The consultant who first raised concerns about MMR vaccinations has disclosed to The Telegraph that he has identified nearly 170 cases of a new syndrome of autism and bowel disease in children who have had the triple-dose injection.
Andrew Wakefield, a consultant gastroenterologist at the Royal Free Hospital in London, said that in the "majority" of cases parents had documentary evidence that their child's physical and mental decline had followed the vaccination.
Professor Wakefield said: "Last week in our clinic we saw nine or 10 new children with exactly the same story, referred by jobbing paediatricians from around the country who said, 'This child developed normally, had a reaction to MMR and is now autistic'".
In his first public comments since the row erupted in 1998, when he reported on 12 cases, Professor Wakefield said that he remained seriously concerned by the safety of the vaccine, despite reassurances from the Department of Health.
He said: "The department says that the safety of MMR has been proven. The argument is untenable. It cannot be substantiated by the science. That is not only my opinion but increasingly the view of healthcare professionals and the public.
He said: "Tests have revealed time and time again that we are dealing with a new phenomenon. The Department of Health's contention that MMR has been proven to be safe by study after study after study just doesn't hold up. Frankly, it is not an honest appraisal of the science and it relegates the scientific issues to the bottom of the barrel in favour of winning a propaganda war."
The doctor, who was fiercely attacked by health officials for voicing his doubts three years ago, said in an exclusive interview that he felt driven to break his silence because of the accumulating evidence. His remarks will infuriate the Government and sharpen the dilemma of parents over whether to have children innoculated with MMR.

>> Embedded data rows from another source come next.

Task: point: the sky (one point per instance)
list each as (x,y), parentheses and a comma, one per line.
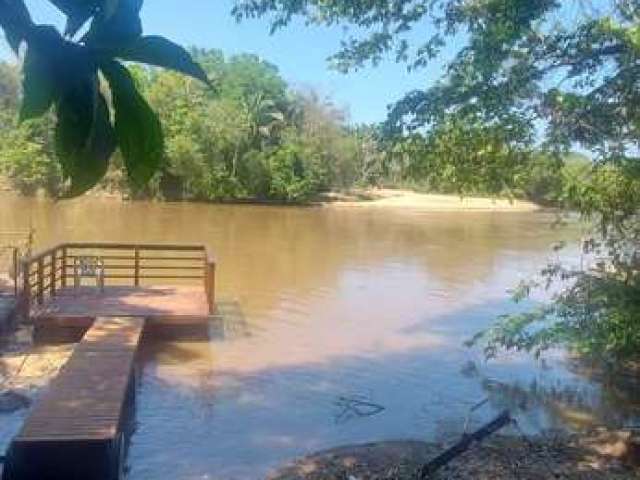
(299,51)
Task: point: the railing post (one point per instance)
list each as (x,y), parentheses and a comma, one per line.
(210,284)
(40,275)
(63,273)
(52,272)
(26,289)
(136,267)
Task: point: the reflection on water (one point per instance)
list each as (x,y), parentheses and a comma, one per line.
(326,311)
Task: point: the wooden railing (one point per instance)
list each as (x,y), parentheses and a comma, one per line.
(46,273)
(18,244)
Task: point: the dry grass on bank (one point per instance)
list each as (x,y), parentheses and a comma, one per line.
(407,199)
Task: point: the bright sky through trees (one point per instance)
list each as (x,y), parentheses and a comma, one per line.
(299,52)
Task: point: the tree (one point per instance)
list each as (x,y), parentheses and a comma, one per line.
(61,71)
(569,69)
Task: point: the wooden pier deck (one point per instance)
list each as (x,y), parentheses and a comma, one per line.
(183,294)
(77,428)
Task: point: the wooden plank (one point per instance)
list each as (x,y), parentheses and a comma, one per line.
(75,429)
(155,302)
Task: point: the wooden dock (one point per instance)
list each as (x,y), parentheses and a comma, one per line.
(77,429)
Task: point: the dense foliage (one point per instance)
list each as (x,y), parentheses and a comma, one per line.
(548,73)
(250,138)
(61,71)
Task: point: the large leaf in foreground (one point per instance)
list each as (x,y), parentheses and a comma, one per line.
(137,127)
(84,137)
(38,85)
(158,51)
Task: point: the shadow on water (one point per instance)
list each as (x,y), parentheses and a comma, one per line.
(239,418)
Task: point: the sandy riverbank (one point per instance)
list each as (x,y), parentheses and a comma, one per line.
(595,456)
(410,200)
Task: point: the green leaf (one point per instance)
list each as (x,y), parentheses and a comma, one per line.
(118,28)
(77,12)
(158,51)
(137,127)
(84,137)
(38,85)
(15,21)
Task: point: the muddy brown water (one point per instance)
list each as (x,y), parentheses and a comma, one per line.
(338,326)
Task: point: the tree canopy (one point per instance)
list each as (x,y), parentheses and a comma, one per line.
(61,71)
(525,76)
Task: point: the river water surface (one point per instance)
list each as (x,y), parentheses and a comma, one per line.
(338,326)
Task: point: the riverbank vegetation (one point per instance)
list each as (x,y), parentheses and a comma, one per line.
(253,137)
(557,75)
(526,83)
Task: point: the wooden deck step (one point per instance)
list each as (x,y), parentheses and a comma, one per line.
(76,429)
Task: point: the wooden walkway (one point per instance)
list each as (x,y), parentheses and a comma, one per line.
(61,309)
(77,428)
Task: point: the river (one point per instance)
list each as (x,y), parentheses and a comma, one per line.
(324,309)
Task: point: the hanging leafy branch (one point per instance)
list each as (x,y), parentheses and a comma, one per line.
(61,72)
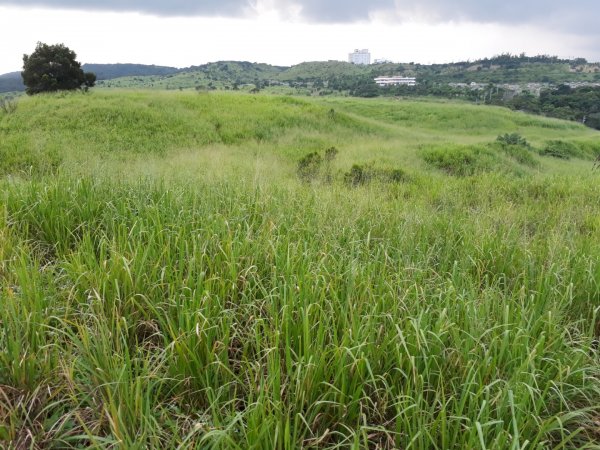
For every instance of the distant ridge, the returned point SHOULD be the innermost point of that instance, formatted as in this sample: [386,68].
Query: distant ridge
[12,81]
[505,68]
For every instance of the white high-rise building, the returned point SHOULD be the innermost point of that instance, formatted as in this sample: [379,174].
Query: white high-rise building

It emerged last month that a rising number of doctors and nurses were worried about giving second doses of the vaccine, and pressure is growing for its separation into its three component vaccinations, spread over three years. In his 1998 article in The Lancet, Professor Wakefield reported finding a devastating combination of bowel disease and autism in 12 children.
His revelation that that figure has reached almost 170 cases will shock parents and doctors and add pressure on the Government to justify its vaccination policy. This month Dr David Salisbury, the head of the Government's immunisation programme, insisted that MMR was safe.
The vaccine, which contains live measles, mumps and rubella virus, has been given to millions of children in the UK since its introduction in 1988 but the take-up rate has fallen sharply since Dr Wakefield made his original claims.
Ten days ago health chiefs warned parents that Britain could face a measles outbreak unless more had their children vaccinated with MMR. Professor Wakefield said, however, that if an outbreak were to erupt it would be the fault of the health department, which had "failed to address the safety issues".
The doctor and his colleagues are testing the hypothesis that the measles virus from the vaccine can lodge in the gut of susceptible children, damaging the bowel and causing autism, and that the addition of the mumps virus makes that more likely.